Monday, February 22, 2010

confession

as my days grow darker and my depression seems to worsen, i decided to go to nyc to visit my husband. i took the firstborn with me, and was touched when he thanked me with a kiss for "taking me to see daddy" that's a lot for nik, who is a thankless child in a thankless age.

new york was as usual bitter and sweet. we try to figure out what to do, we are not tourists and we are not locals. the theme of my life continues just with a diffrent twist. pat and i are trying to be in coupledom and balance the need to be a family for at least 2 days. the balance is off on friday, perfect on saturday and terrible on sunday when we all quiet down and the cruelty of the situation becomes apparent. we have to go. get on a plane and go. again. it never gets easier. on the contrary it gets harder. there are no surprises anymore. i know what i'm coming home to, i know what my children are lacking and i know that there is no end in sight. same goes for their father, my dearest, he knows the same yet he diligently drives around trying to entertain ourselves, keep nik happy nd get in some time with me. its all but impossible and we end up just thankful to be together.

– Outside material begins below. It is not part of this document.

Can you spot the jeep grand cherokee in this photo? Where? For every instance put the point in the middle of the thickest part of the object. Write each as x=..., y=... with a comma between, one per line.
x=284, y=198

it was during this trip that i realized i havent bonded with the baby the way i should or thought i had. i always feel like he's an intruder. unintentionally. i love him, adore him, but he's not part of the family, because my patrick is missing. the family aint complete and there was never a family for him to belong to. just a single mom and a brother. he's my son, nik's brother but he does not have a daddy, the same way that i dont have a husband.